Open PierreMartinon opened 3 months ago
Reminder: keep track of what has been tried in the performance Discussion
@PierreMartinon should more or less be subsumed by https://github.com/control-toolbox/CTDirect.jl/issues/188
Ha, you wish :D In the current state, most of the remaining allocations seem to be for the variables passed to the functions, ie t,x,u,v. These are basically the same for in_place / out_of_place, and are surprisingly difficult to get rid of. Trying to reuse pre-allocated vectors (with out_of_place or in_place getters) led to more allocations in practice, which was a bit confusing. Currently the getters return views of vectors, and the scalar conversion is done if needed when calling the OCP functions, ie
ocp.dynamics((@view f[1:dim_OCP_x]), t, _x(x), _u(u), v)
with
_x(x::AbstractVector) = (dim_OCP_x == 1) ? x[1] : x[1:dim_OCP_x]
_u(u::AbstractVector) = (dim_NLP_u == 1) ? u[1] : u
An annoying point is that, probably due to the very small size of our vectors, there is no consistent performance gain when using dot operators and/or views.
Right now both versions have similar allocations, and in_place seems a bit faster.

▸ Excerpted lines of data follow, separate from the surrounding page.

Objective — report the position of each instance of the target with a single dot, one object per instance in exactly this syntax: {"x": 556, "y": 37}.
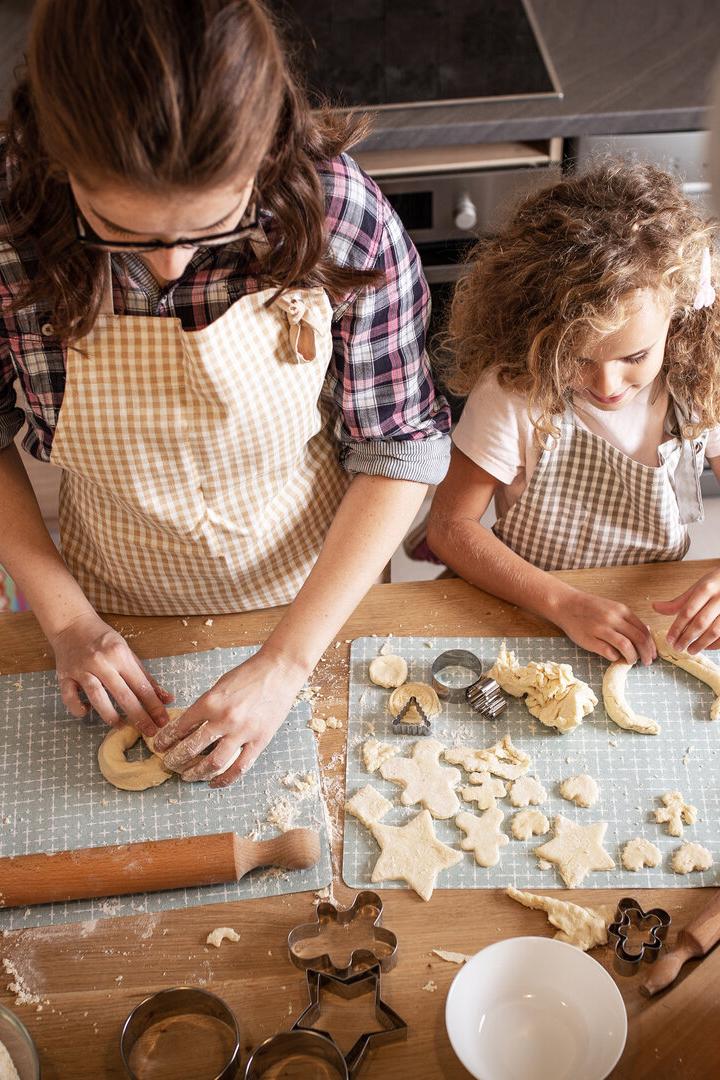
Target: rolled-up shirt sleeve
{"x": 392, "y": 422}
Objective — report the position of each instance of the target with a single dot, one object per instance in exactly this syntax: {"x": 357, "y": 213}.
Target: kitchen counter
{"x": 78, "y": 970}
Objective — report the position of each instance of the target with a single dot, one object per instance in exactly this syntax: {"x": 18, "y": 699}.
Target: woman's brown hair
{"x": 559, "y": 275}
{"x": 164, "y": 95}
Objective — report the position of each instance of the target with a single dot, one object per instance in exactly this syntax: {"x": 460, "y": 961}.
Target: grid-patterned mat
{"x": 632, "y": 770}
{"x": 53, "y": 796}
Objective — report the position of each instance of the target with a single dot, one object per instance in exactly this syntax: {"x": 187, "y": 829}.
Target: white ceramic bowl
{"x": 535, "y": 1007}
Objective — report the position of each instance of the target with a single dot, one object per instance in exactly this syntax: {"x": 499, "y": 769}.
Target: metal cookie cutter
{"x": 629, "y": 914}
{"x": 366, "y": 906}
{"x": 411, "y": 729}
{"x": 483, "y": 694}
{"x": 392, "y": 1029}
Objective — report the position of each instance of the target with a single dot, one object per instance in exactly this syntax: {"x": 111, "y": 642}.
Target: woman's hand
{"x": 93, "y": 657}
{"x": 605, "y": 626}
{"x": 696, "y": 611}
{"x": 241, "y": 713}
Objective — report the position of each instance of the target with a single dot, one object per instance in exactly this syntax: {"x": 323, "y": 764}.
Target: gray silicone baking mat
{"x": 54, "y": 797}
{"x": 632, "y": 770}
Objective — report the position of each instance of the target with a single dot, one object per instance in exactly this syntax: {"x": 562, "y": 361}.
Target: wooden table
{"x": 93, "y": 975}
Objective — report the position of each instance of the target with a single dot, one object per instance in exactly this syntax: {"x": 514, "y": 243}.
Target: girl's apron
{"x": 200, "y": 468}
{"x": 589, "y": 504}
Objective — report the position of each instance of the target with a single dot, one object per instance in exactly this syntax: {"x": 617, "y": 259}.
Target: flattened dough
{"x": 388, "y": 671}
{"x": 553, "y": 692}
{"x": 528, "y": 823}
{"x": 582, "y": 927}
{"x": 575, "y": 850}
{"x": 368, "y": 805}
{"x": 689, "y": 858}
{"x": 412, "y": 853}
{"x": 675, "y": 812}
{"x": 424, "y": 780}
{"x": 639, "y": 852}
{"x": 503, "y": 759}
{"x": 484, "y": 837}
{"x": 527, "y": 792}
{"x": 615, "y": 703}
{"x": 700, "y": 666}
{"x": 582, "y": 790}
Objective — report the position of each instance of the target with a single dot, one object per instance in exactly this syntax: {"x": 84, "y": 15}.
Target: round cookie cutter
{"x": 179, "y": 1001}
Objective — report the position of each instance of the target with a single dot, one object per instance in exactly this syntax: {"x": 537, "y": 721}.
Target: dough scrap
{"x": 221, "y": 934}
{"x": 424, "y": 780}
{"x": 675, "y": 812}
{"x": 575, "y": 850}
{"x": 582, "y": 927}
{"x": 639, "y": 852}
{"x": 368, "y": 805}
{"x": 526, "y": 792}
{"x": 582, "y": 790}
{"x": 528, "y": 823}
{"x": 412, "y": 853}
{"x": 700, "y": 666}
{"x": 375, "y": 753}
{"x": 691, "y": 856}
{"x": 553, "y": 692}
{"x": 615, "y": 703}
{"x": 423, "y": 694}
{"x": 503, "y": 759}
{"x": 485, "y": 792}
{"x": 484, "y": 837}
{"x": 388, "y": 671}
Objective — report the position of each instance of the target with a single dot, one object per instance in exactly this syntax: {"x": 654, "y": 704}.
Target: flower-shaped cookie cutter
{"x": 366, "y": 905}
{"x": 629, "y": 914}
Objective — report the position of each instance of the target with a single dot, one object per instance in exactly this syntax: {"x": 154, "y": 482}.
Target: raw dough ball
{"x": 528, "y": 823}
{"x": 583, "y": 791}
{"x": 675, "y": 812}
{"x": 388, "y": 671}
{"x": 616, "y": 706}
{"x": 691, "y": 856}
{"x": 639, "y": 852}
{"x": 527, "y": 791}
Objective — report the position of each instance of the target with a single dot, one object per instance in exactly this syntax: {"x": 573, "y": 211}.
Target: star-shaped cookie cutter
{"x": 630, "y": 914}
{"x": 366, "y": 905}
{"x": 393, "y": 1027}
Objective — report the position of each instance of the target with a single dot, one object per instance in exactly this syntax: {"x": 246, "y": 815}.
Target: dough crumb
{"x": 221, "y": 934}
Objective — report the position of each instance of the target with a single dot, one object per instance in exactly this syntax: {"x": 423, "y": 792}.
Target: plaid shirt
{"x": 390, "y": 421}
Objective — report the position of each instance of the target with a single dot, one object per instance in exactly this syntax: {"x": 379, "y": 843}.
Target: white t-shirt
{"x": 496, "y": 432}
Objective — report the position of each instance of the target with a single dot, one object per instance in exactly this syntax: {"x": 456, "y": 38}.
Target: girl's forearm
{"x": 29, "y": 555}
{"x": 370, "y": 523}
{"x": 478, "y": 556}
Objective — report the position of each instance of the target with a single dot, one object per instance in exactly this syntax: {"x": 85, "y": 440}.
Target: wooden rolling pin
{"x": 150, "y": 866}
{"x": 696, "y": 939}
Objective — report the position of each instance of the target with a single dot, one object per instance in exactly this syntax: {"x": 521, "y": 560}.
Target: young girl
{"x": 588, "y": 338}
{"x": 218, "y": 326}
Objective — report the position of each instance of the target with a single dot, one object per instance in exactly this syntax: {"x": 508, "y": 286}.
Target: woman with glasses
{"x": 218, "y": 327}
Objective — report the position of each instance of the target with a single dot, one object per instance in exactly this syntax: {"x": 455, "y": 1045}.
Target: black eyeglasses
{"x": 86, "y": 235}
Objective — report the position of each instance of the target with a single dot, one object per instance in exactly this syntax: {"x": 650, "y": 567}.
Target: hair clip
{"x": 705, "y": 294}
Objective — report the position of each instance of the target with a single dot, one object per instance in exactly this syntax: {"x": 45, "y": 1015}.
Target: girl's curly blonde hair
{"x": 558, "y": 278}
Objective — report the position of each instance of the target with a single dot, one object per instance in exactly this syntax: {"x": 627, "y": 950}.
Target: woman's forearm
{"x": 29, "y": 555}
{"x": 370, "y": 523}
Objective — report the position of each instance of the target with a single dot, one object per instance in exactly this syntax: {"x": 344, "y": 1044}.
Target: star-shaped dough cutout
{"x": 424, "y": 779}
{"x": 575, "y": 850}
{"x": 412, "y": 853}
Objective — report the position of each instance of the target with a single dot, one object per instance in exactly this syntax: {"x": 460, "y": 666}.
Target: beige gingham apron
{"x": 589, "y": 504}
{"x": 200, "y": 469}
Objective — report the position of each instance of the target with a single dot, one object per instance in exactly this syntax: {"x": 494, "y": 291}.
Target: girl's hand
{"x": 241, "y": 713}
{"x": 605, "y": 626}
{"x": 696, "y": 613}
{"x": 93, "y": 657}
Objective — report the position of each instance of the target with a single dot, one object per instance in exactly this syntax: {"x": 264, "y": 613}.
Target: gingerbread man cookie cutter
{"x": 366, "y": 906}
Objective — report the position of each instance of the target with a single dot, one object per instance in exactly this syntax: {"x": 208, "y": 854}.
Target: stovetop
{"x": 389, "y": 53}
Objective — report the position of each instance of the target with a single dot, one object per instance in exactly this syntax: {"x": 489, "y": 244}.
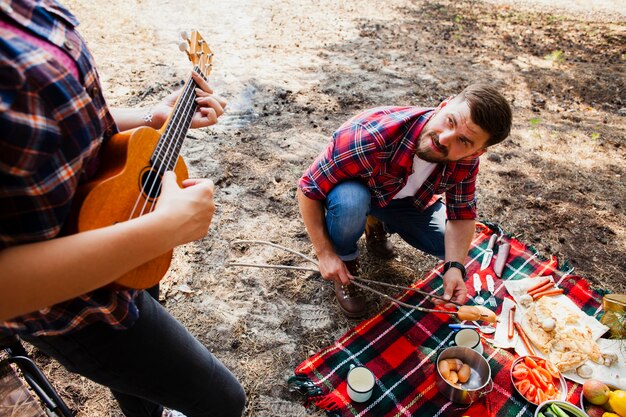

Still working on it.
@PierreMartinon When you pass sth like x[1:dim_OCP_x]
you make a copy of the argument; a view must be passed to avoid this... or more simply x
itself (when you pass not a slice but the full vector - no need for a view, then). Check:
julia> f!(y, x) = begin
y[:] .= [sum(cos.(x[1:2])), x[1] * x[3]]
end
f! (generic function with 1 method)
julia> let x = ones(3)
y = zeros(4)
println(@allocated f!(y[1:2], x))
end
320
julia> let x = ones(3)
y = zeros(4)
println(@allocated f!(@view(y[1:2]), x))
end
240
julia> let x = ones(3)
y = zeros(4)
println(@allocated f!(y[1:2], x[1:3]))
end
400
julia> let x = ones(3)
y = zeros(4)
println(@allocated f!(@view(y[1:2]), x[1:3]))
end
320
julia> let x = ones(3)
y = zeros(4)
println(@allocated f!(@view(y[1:2]), @view(x[1:3])))
end
240
Also note that more allocations can be saved using @views y[:] .= ...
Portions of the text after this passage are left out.